We feel things, whether as "emotions" or as "passions" or as "experiences," by way of hormones and nerves. Most of those hormones and nerves develop as we grow up. Estrogen generally seems to intensify the "feelings" associated with empathetic responses; normal male adults have enough estrogen to feel empathy, which may be why some men seem to feel that women's expressions of empathy are excessive. Children seem to start to feel empathy, within themselves, as distinct from acting out empathetic behavior they've learned, a year or two before puberty. The refined emotional cruelty of middle school "mean girls" is an early development in this process, where the "mean girl" starts to notice what hurts other kids' feelings most before she starts to care how badly she's hurt their feelings. By the time young people start to feel physically attracted to one another, most of them have learned that kindness is attractive...though a few people seem to fail to learn this at any time in life.

Unfortunately many elementary school teachers are adults whose own levels of empathy never rise very high. A chronic problem we have in these United States is that these teachers' clumsy efforts to teach things for which they're not really talented, themselves, creates "mental blocks" that prevent people from learning grammar, music, math, science, or even sports.

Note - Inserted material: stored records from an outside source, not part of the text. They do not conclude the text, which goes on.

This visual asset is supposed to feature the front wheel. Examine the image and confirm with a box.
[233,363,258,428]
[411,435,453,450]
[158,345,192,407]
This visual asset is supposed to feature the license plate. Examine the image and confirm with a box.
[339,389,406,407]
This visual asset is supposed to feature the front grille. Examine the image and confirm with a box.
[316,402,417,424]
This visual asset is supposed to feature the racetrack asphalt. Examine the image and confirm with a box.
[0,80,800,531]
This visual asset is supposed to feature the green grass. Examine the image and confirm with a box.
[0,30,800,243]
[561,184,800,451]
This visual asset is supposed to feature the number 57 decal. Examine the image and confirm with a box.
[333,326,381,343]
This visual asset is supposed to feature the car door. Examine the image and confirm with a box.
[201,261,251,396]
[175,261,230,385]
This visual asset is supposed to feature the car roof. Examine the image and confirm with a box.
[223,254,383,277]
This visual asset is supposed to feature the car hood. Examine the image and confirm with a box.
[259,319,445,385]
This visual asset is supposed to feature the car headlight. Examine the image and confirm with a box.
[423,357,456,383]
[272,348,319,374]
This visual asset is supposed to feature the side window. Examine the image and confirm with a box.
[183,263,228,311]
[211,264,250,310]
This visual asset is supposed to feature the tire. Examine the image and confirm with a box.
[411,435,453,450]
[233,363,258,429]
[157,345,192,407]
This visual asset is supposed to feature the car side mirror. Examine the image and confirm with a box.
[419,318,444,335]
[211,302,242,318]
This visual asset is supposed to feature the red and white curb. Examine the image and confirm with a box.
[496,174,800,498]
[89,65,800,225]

John Holt wrote three entire books about some of the ways this happens. 

 



He hardly scraped the surface. And if this approach to teaching were to become the way we expected people to learn empathy, Heaven help us all. 

Mandatory education in overcrowded, industrial-model schools has made many Americans into couch potatoes who, for some reason (such as astigmatism), didn't learn anything from the formal instruction in baseball and basketball we got in elementary school, and therefore concluded that we're "just not good at sports." We as a society can live comfortably with large numbers of people who believe, correctly or not, that they "just can't" hit a home run, shoot a basket, or kick a goal. We can't live so comfortably with similar numbers of people who believe that they "just can't" learn to tell when they are causing others pain.

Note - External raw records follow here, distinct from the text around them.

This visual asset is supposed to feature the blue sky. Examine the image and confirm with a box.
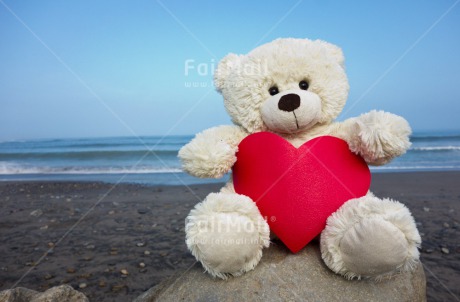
[0,0,460,140]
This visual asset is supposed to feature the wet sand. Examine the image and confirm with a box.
[0,172,460,301]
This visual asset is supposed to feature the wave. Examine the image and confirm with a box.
[410,146,460,151]
[410,134,460,141]
[0,150,178,160]
[0,164,183,175]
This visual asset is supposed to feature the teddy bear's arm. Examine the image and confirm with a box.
[338,110,411,166]
[179,126,247,178]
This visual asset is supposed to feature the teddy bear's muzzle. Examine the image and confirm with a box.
[261,90,321,133]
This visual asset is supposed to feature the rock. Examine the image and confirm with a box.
[134,242,426,302]
[0,285,89,302]
[30,209,43,217]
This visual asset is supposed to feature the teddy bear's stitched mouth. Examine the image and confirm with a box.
[292,111,300,130]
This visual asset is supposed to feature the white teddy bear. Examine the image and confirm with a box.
[179,39,421,279]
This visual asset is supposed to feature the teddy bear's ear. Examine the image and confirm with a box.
[214,53,241,92]
[318,40,345,68]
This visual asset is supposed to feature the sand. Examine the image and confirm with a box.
[0,172,460,301]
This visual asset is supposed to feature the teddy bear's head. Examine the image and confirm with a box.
[214,39,349,133]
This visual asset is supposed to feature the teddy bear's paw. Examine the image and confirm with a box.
[178,126,246,178]
[321,194,421,280]
[185,193,270,279]
[350,110,411,165]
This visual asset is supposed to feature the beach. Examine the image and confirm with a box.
[0,172,460,301]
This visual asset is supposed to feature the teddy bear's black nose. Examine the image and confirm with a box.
[278,93,300,112]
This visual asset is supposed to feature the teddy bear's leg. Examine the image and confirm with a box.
[185,192,270,279]
[321,193,421,279]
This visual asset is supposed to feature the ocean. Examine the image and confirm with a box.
[0,131,460,185]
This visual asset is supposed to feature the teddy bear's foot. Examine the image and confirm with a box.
[185,193,270,279]
[321,193,421,280]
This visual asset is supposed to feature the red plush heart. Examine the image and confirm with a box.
[233,132,371,253]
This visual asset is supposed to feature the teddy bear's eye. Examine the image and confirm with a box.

And if anyone does need help learning to tell when s/he is causing others pain--if that ability does not develop, on schedule, somewhere between the ages of ten and fifteen--that help is very unlikely to come from adults who don't instinctively know why trying to explain the concept of empathy to a large mixed group of randomly chosen reluctant "students" is a stupid idea. It's a stupid idea because it causes pain, that's why. All emotional feelings, along with sexual reactions and spiritual experiences, are in that category of private, personal, subjective experiences that nature did not intend us to try to share with large mixed groups, under any circumstances, but least of all when most of the people in the group don't even want to be in the group. A teacher who blunders onto those topics is causing pain. If the teacher doesn't know that, the teacher is not qualified to teach about empathy.